Some of my favorite beers are the Belgian variety. They will add coriander, orange peel, candied sugars... all sorts of things! This is the creative cooking part of making beer where you can really play with recipes and have fun. So, for one hour the wort is boiled with the hops added at specific intervals. Over the hour, about a gallon of water evaporates, leaving you with approximately 5 gallons of beer.
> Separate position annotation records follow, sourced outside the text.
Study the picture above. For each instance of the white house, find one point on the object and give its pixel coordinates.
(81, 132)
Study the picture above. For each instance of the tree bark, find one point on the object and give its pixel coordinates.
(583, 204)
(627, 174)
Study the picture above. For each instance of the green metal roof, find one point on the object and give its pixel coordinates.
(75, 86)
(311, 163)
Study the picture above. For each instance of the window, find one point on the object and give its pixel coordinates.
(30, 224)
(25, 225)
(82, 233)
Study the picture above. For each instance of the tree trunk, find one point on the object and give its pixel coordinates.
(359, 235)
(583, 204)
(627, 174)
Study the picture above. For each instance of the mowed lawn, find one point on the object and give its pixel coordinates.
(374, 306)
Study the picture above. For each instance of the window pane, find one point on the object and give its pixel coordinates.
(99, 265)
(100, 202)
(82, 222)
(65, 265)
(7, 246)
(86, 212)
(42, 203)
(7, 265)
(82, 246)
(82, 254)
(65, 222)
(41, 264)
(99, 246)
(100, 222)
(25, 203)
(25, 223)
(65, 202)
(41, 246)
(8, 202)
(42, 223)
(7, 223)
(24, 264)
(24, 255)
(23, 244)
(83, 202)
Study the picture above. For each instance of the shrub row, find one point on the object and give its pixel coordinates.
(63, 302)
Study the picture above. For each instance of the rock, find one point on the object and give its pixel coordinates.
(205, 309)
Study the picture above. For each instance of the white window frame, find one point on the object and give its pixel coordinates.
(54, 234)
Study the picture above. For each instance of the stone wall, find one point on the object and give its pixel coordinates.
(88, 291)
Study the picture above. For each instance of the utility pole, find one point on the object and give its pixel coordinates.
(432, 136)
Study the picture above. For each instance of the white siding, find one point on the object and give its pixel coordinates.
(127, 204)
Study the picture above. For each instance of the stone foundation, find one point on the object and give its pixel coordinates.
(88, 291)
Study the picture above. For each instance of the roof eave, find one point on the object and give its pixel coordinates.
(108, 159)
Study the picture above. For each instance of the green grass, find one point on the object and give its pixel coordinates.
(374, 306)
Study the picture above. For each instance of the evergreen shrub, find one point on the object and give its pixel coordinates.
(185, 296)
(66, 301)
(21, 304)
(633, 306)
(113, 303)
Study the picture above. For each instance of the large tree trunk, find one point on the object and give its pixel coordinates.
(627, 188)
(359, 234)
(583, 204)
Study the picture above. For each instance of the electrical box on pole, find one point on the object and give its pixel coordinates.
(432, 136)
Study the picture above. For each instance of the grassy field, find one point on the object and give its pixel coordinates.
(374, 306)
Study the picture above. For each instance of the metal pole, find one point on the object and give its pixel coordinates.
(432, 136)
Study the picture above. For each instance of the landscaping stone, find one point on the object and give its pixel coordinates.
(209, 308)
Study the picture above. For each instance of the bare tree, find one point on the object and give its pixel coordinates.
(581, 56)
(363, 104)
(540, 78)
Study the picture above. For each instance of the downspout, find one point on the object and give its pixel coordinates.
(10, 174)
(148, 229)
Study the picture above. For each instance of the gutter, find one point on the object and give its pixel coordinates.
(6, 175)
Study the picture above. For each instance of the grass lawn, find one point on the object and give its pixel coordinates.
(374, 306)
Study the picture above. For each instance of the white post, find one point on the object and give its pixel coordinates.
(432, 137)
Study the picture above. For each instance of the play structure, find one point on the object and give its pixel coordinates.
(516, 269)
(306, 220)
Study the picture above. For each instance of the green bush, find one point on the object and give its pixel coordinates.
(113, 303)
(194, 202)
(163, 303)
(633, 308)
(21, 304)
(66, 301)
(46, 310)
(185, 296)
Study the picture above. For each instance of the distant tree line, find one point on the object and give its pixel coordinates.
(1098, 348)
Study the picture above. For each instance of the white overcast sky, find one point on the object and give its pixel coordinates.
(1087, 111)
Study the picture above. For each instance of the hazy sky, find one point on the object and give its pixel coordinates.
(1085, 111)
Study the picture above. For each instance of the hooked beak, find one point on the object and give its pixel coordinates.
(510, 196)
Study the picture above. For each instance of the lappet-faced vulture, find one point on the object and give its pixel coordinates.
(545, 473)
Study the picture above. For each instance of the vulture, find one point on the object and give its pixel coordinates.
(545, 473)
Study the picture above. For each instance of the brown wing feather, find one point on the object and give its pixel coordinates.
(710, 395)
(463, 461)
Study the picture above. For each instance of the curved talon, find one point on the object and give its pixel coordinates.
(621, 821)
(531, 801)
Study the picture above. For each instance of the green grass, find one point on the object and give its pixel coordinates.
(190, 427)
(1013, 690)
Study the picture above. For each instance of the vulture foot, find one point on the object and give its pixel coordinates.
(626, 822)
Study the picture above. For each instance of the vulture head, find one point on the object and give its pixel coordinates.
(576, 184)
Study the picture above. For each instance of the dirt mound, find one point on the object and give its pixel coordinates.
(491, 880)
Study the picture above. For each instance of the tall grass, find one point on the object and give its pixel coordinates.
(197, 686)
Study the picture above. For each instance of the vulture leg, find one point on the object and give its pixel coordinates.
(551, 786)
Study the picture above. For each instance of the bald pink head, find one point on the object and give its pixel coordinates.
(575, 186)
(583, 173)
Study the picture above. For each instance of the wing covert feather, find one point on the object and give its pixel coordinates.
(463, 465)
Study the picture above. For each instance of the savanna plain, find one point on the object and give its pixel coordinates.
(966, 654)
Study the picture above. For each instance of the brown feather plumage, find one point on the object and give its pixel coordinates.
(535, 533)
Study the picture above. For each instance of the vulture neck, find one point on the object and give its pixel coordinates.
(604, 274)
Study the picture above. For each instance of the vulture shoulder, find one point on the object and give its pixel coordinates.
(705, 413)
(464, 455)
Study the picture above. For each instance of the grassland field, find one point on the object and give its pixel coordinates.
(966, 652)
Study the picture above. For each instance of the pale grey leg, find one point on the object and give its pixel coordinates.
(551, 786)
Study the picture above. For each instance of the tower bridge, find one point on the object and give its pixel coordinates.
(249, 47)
But, this is one of the most critical parts... The boiled liquid must be chilled to around 70 degrees. But this must be done quickly in order to minimize the possibility of contamination of bacteria or wild yeast. This is where I use a wort chiller. Essentially, it is a long copper tube that is immersed in the wort. I then hook up a hose to one end of it, and run cold water through it, thus chilling the wort. It is simple and pretty effective. Once the beer is around 70-75 degrees, I transfer the beer into a sanitized bucket or carboy. At this temperature range, it is safe to add the specific yeast for the style of beer that is being made. I like Wyeast and have had really good results with their products. I am sure there are others, but their consistency has been top notch. A water lock is placed on top of the carboy or bucket that allows gasses to escape, but does not allow anything in.
(Here is a picture of my carboy with Peach Porter Wheat beer. Notice the water lock on top)
It takes about a week for most beers to complete the krebs cycle to break down the sugars into alcohol. Most beers benefit by transferring again to another carboy and waiting another week. It allows for a full fermentation and flavors to settle in. After the two weeks, it is time to bottle (or to keg). There is still active yeast in the beer, and to bottle condition the beer, I usually add 3/4 cup corn sugar solution to the beer. This will activate the yeast and allow for just enough carbonation to take place. I then transfer to bottles, cap, and wait another week or so. Then, chill, crack open, and enjoy!
My kind family has encouraged my hobby and all members truly have supported it! My brother and wife have helped with my kegging setup, my dad with my mash paddle, my mom with special glassware, and everyone else with drinking it! :) I hope to continue brewing and improving and expanding. Maybe one day soon I can do it on a larger scale. However, for now, I am very pleased with what I can make, and will continue to brew on our Little Hill. Cheers!